🤖 AI Summary
To address core challenges in large language model (LLM) personalization—including lack of model ownership, limited customization, high privacy risks, and difficulty modeling dynamic user behavior—this paper proposes the “One PEFT Per User” (OPPU) framework. OPPU assigns each user a dedicated, lightweight parameter-efficient fine-tuning (PEFT) module (e.g., LoRA or Adapter), ensuring private parameter ownership and enabling localized, on-device updates. It innovatively integrates parametric preference modeling with non-parametric retrieval augmentation to support adaptation to behavioral drift and robust modeling across varying user activity levels. Evaluated on seven LaMP benchmark tasks, OPPU significantly outperforms prompt-engineering baselines. It demonstrates robustness to changes in user history formatting, compatibility with diverse PEFT techniques, and strong generalizability—validating the feasibility, practicality, and privacy-preserving nature of user-granular personalized fine-tuning.
📝 Abstract
Personalization in large language models (LLMs) is increasingly important, aiming to align the LLMs’ interactions, content, and recommendations with individual user preferences.

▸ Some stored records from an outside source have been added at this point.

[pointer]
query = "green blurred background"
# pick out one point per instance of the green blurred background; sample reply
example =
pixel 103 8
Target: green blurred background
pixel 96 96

Recent advances have highlighted effective prompt design by enriching user queries with non-parametric knowledge through behavior history retrieval and textual profiles. However, these methods faced limitations due to a lack of model ownership, resulting in constrained customization and privacy issues, and often failed to capture complex, dynamic user behavior patterns. To address these shortcomings, we introduce One PEFT Per User (OPPU), employing personalized parameter-efficient fine-tuning (PEFT) modules to store user-specific behavior patterns and preferences. By plugging in personal PEFT parameters, users can own and use their LLMs individually. OPPU integrates parametric user knowledge in the personal PEFT parameters with non-parametric knowledge from retrieval and profiles, adapting LLMs to user behavior shifts. Experimental results demonstrate that OPPU significantly outperforms existing prompt-based methods across seven diverse tasks in the LaMP benchmark. Further studies reveal OPPU’s enhanced capabilities in handling user behavior shifts, modeling users at different activity levels, maintaining robustness across various user history formats, and displaying versatility with different PEFT methods.